Hypothesis: Early Ketone Rise Predicts Tissue-Specific Autophagy via HDAC Inhibition Modulated by Genetic Variants

Core idea The speed at which β‑hydroxybutyrate (BHB) rises during an early fasting window predicts the magnitude of autophagy activation in metabolically active tissues, and this relationship is modulated by genetic variation in histone deacetylase (HDAC) enzymes that govern BHB’s epigenetic effects.

Mechanistic rationale

• BHB acts as an endogenous HDAC inhibitor, increasing acetylation of transcription factors such as FOXO3, which drives expression of autophagy genes (e.g., LC3B, BECN1) {[https://pmc.ncbi.nlm.nih.gov/articles/PMC12900492/]}.
• Individuals with rapid BHB elevation (>0.5 mM · h⁻¹ in the first 4 h of fasting) achieve higher intracellular HDAC inhibition sooner, leading to stronger FOXO3 acetylation and a larger autophagic flux, measurable as increased LC3B‑II/LC3B‑I ratio in peripheral blood mononuclear cells (PBMCs) {[https://pubmed.ncbi.nlm.nih.gov/41372565/]}.
• However, autophagy induction is tissue‑specific; liver shows robust responses whereas skeletal muscle shows minimal change {[https://www.intechopen.com/chapters/1143303]}. The proposed mechanism predicts that the BHB‑autophagy link will be strongest in liver‑derived signals (e.g., serum hepatokine FGF21) and PBMCs, but not in muscle‑derived markers.
• Genetic polymorphisms in HDAC6 or SIRT1 alter basal acetylation status and sensitivity to BHB‑mediated inhibition. Loss‑of‑function variants in HDAC6 already elevate FOXO3 acetylation, reducing the incremental effect of BHB; consequently, carriers may show a blunted autophagy response despite rapid ketone rise. Conversely, gain‑of‑function SIRT1 variants may enhance deacetylation of autophagy regulators, requiring higher BHB levels to achieve comparable flux.

Testable predictions

1. In a cohort undergoing a standardized 24‑hour fast, early BHB kinetics (area under the curve 0‑4 h) will positively correlate with LC3B‑II/LC3B‑I ratio in PBMCs (r > 0.4, p < 0.01).
2. The same BHB metric will correlate with liver‑specific autophagy readouts (e.g., serum FGF21 increase or MRI‑derived hepatic lipid droplet turnover) but not with muscle‑specific markers (e.g., myofibrillar LC3B staining from biopsy).
3. Stratification by HDAC6 rs11755690 (or SIRT1 rs7895833) genotypes will reveal interaction effects: the BHB‑autophagy slope will be significantly lower in HDAC6 loss‑of‑function carriers (p < 0.05 for interaction term).
4. Pharmacologic HDAC inhibition (e.g., low‑dose vorinostat) administered during fasting will equalize autophagy responses across genotypes, diminishing the genetic interaction.

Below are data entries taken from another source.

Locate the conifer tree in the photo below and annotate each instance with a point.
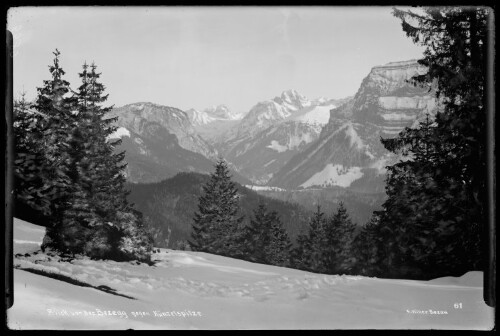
(217, 226)
(279, 246)
(339, 232)
(55, 123)
(437, 201)
(78, 178)
(258, 234)
(366, 249)
(309, 253)
(266, 239)
(101, 202)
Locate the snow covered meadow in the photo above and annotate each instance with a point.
(194, 290)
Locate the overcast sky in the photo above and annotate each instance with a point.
(195, 57)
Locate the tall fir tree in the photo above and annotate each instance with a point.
(68, 164)
(339, 232)
(437, 197)
(309, 252)
(366, 250)
(266, 239)
(55, 124)
(258, 236)
(218, 225)
(279, 246)
(117, 230)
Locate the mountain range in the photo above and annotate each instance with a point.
(289, 141)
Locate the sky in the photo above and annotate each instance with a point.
(197, 57)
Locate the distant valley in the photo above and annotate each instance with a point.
(311, 151)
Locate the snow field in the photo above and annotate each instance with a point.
(194, 290)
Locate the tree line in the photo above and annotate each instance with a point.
(67, 171)
(432, 222)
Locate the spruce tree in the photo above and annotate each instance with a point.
(309, 253)
(55, 123)
(101, 203)
(339, 232)
(217, 226)
(437, 200)
(278, 249)
(366, 249)
(258, 234)
(266, 238)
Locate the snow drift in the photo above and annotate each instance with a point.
(192, 290)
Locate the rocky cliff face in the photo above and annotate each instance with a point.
(348, 152)
(273, 132)
(135, 117)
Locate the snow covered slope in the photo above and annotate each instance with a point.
(191, 290)
(384, 104)
(274, 131)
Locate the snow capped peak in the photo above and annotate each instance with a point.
(292, 100)
(221, 112)
(119, 133)
(199, 117)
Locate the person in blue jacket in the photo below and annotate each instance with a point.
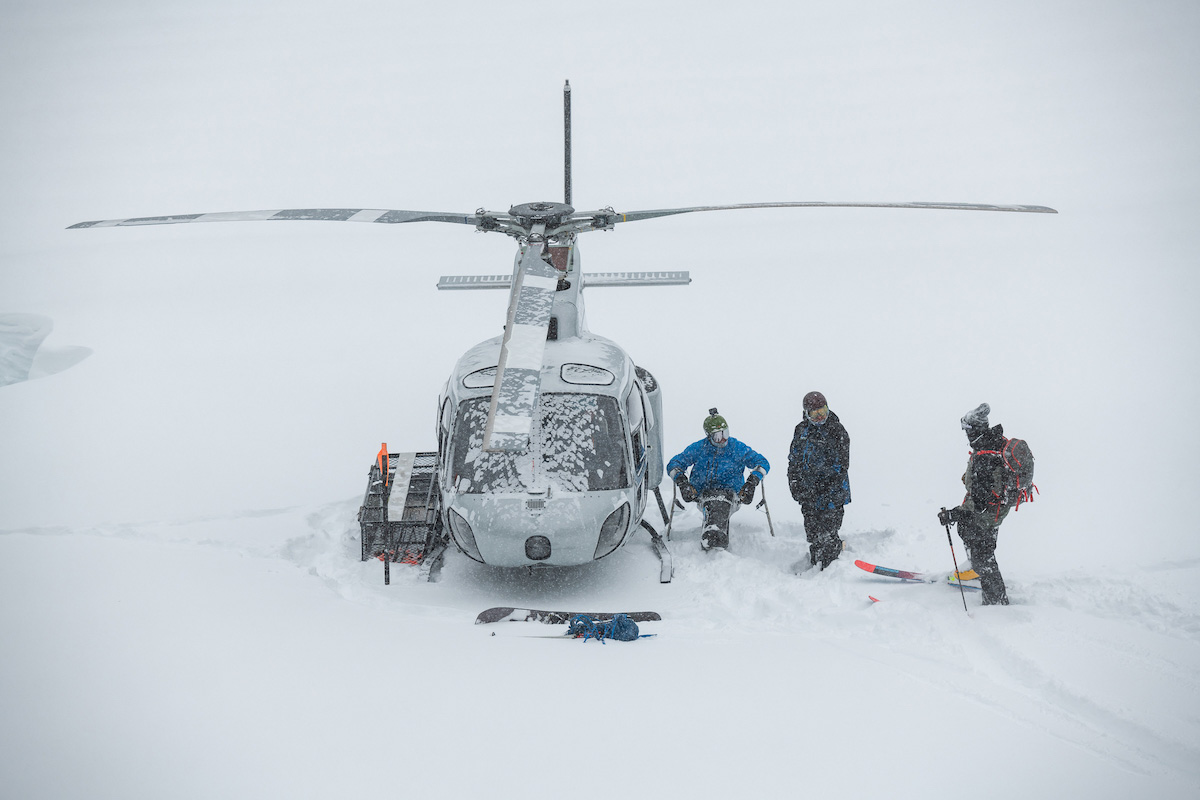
(718, 481)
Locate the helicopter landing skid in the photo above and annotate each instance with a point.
(399, 517)
(660, 547)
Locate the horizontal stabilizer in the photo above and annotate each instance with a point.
(637, 280)
(384, 216)
(589, 280)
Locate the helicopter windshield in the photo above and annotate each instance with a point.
(580, 439)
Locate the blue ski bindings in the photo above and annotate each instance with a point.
(619, 627)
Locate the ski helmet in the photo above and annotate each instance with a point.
(976, 417)
(816, 409)
(714, 421)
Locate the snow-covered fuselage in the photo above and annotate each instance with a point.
(581, 487)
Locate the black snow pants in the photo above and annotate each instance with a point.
(979, 533)
(717, 505)
(821, 529)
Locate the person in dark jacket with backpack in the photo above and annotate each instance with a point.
(985, 505)
(819, 476)
(718, 465)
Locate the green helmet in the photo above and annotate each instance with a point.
(714, 421)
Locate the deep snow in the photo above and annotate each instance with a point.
(187, 413)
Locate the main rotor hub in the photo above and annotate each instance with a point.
(551, 214)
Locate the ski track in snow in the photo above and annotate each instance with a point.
(1006, 660)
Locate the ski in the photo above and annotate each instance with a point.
(505, 614)
(967, 575)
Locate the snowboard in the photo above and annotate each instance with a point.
(507, 614)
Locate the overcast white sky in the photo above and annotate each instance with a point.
(261, 365)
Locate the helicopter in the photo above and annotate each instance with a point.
(549, 437)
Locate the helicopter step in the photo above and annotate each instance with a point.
(399, 517)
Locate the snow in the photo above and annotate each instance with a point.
(189, 413)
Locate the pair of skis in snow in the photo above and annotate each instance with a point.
(963, 578)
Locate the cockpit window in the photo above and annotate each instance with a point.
(579, 445)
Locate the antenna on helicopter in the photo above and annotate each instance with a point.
(567, 142)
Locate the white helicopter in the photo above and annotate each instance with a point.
(549, 437)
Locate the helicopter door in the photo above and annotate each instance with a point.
(636, 417)
(445, 416)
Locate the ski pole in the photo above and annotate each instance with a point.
(767, 509)
(958, 578)
(671, 521)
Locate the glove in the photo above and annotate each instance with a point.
(747, 493)
(688, 492)
(946, 516)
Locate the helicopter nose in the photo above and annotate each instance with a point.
(538, 548)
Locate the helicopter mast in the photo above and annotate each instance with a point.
(567, 142)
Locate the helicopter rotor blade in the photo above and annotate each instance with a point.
(385, 216)
(519, 373)
(633, 216)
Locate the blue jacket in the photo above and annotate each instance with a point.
(819, 464)
(718, 468)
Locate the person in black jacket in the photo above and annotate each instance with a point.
(985, 505)
(819, 476)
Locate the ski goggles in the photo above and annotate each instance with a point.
(819, 415)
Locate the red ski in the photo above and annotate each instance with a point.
(913, 576)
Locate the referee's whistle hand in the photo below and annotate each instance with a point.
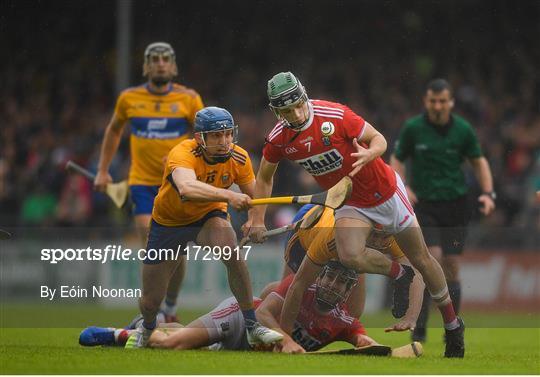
(488, 205)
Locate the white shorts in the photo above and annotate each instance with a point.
(391, 217)
(225, 325)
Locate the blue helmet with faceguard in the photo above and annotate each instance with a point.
(214, 119)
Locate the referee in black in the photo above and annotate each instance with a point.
(437, 142)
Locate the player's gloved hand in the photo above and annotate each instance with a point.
(290, 346)
(403, 325)
(239, 201)
(101, 181)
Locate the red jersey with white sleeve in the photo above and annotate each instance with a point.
(313, 330)
(323, 149)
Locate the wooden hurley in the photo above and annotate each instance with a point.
(118, 192)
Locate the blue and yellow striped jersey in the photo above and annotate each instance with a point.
(158, 122)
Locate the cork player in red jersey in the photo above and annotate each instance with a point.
(330, 141)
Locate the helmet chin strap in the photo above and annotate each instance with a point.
(303, 126)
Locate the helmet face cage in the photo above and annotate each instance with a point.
(159, 49)
(330, 295)
(286, 91)
(219, 157)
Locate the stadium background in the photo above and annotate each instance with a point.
(61, 73)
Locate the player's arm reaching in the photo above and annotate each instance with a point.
(111, 141)
(191, 189)
(268, 314)
(263, 189)
(376, 147)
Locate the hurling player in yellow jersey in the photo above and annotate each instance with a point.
(309, 249)
(192, 206)
(160, 114)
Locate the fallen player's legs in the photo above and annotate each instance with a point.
(193, 336)
(352, 231)
(269, 288)
(218, 231)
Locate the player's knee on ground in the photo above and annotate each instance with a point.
(150, 304)
(422, 261)
(437, 253)
(450, 266)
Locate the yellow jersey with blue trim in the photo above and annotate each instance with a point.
(320, 244)
(171, 210)
(158, 122)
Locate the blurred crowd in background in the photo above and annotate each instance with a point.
(58, 92)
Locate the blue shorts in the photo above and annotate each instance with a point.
(176, 237)
(142, 197)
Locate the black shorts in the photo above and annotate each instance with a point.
(444, 223)
(174, 237)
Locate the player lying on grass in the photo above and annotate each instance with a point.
(317, 242)
(324, 318)
(191, 205)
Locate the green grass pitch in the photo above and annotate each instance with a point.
(49, 345)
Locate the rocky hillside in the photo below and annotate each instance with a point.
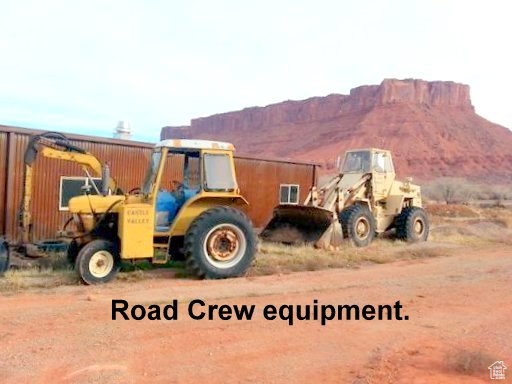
(431, 127)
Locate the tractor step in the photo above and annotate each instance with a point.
(160, 255)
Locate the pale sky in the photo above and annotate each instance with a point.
(81, 66)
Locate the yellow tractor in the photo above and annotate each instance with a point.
(363, 200)
(198, 214)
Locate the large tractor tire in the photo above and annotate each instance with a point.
(358, 225)
(219, 243)
(4, 257)
(412, 225)
(98, 262)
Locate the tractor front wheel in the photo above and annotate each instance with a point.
(219, 243)
(358, 225)
(98, 262)
(412, 225)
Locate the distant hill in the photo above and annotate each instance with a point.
(431, 127)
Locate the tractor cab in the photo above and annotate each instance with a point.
(180, 170)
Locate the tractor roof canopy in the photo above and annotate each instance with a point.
(195, 144)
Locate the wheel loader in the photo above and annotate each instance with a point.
(363, 200)
(198, 215)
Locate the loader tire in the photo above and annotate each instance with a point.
(4, 257)
(219, 243)
(412, 225)
(98, 262)
(358, 225)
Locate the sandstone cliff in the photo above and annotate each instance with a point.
(431, 127)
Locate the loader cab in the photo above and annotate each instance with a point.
(378, 162)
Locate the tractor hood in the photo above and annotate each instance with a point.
(95, 203)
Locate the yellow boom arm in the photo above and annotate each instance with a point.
(55, 146)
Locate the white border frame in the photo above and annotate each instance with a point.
(289, 189)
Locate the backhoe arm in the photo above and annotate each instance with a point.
(54, 146)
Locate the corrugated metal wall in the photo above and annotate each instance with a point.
(259, 180)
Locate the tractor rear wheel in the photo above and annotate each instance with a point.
(358, 225)
(219, 243)
(412, 225)
(4, 257)
(98, 262)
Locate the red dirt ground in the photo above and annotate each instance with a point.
(459, 309)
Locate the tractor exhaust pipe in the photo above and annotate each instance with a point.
(4, 257)
(105, 178)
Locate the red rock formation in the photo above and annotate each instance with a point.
(431, 127)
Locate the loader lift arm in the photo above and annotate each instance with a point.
(55, 145)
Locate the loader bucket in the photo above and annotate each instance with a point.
(295, 224)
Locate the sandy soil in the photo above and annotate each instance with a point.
(459, 312)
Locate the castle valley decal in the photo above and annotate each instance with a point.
(138, 216)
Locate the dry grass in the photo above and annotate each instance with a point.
(273, 258)
(469, 362)
(20, 279)
(470, 226)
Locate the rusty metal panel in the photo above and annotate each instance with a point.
(3, 179)
(260, 180)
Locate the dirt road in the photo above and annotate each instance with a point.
(459, 312)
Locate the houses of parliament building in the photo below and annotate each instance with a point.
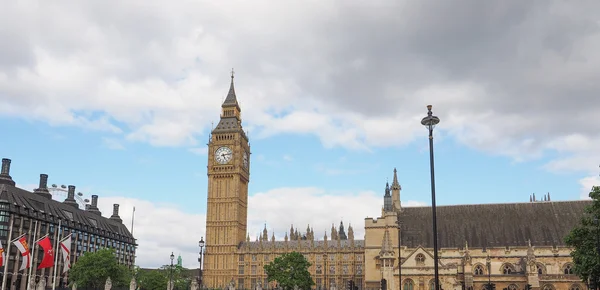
(509, 244)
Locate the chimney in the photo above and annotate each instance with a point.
(93, 208)
(5, 173)
(115, 216)
(42, 190)
(71, 197)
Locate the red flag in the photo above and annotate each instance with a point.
(48, 260)
(2, 255)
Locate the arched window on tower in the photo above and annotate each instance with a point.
(507, 269)
(568, 269)
(478, 271)
(420, 259)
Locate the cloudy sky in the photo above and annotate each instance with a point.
(118, 98)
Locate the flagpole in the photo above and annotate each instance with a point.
(32, 255)
(64, 264)
(56, 243)
(10, 222)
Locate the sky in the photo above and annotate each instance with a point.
(118, 98)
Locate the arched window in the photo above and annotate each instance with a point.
(409, 285)
(568, 269)
(420, 258)
(575, 287)
(507, 269)
(478, 271)
(541, 269)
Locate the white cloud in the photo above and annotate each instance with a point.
(112, 143)
(199, 150)
(158, 72)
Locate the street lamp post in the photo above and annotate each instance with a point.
(595, 275)
(171, 273)
(429, 122)
(399, 253)
(201, 245)
(325, 282)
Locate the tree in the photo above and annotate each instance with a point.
(584, 239)
(152, 280)
(289, 270)
(93, 268)
(180, 276)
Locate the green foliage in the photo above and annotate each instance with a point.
(93, 268)
(584, 238)
(152, 280)
(179, 274)
(159, 278)
(289, 270)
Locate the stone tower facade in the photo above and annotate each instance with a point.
(228, 177)
(509, 244)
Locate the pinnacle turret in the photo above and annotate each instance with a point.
(342, 232)
(231, 99)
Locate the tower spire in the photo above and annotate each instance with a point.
(231, 99)
(395, 183)
(396, 204)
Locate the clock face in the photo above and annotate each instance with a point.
(223, 155)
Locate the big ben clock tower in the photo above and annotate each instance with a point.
(227, 209)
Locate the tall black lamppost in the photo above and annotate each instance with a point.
(399, 252)
(595, 275)
(171, 273)
(429, 122)
(325, 283)
(201, 245)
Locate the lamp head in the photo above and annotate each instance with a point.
(430, 121)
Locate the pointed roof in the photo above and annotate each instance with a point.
(395, 183)
(231, 99)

Falsifiability If early BHB rise fails to predict autophagy flux in PBMCs or liver markers, or if genotype does not modify the BHB‑autophagy relationship, the hypothesis is refuted. Likewise, if HDAC inhibition does not abolish genotype‑dependent differences, the mechanistic link via HDAC inhibition is unsupported.

Implications Validating this hypothesis would enable a simple, inexpensive biomarker—early ketone kinetics—to personalize fasting duration and intensity, optimizing autophagic benefits while avoiding unnecessary prolonged restriction in non‑responders.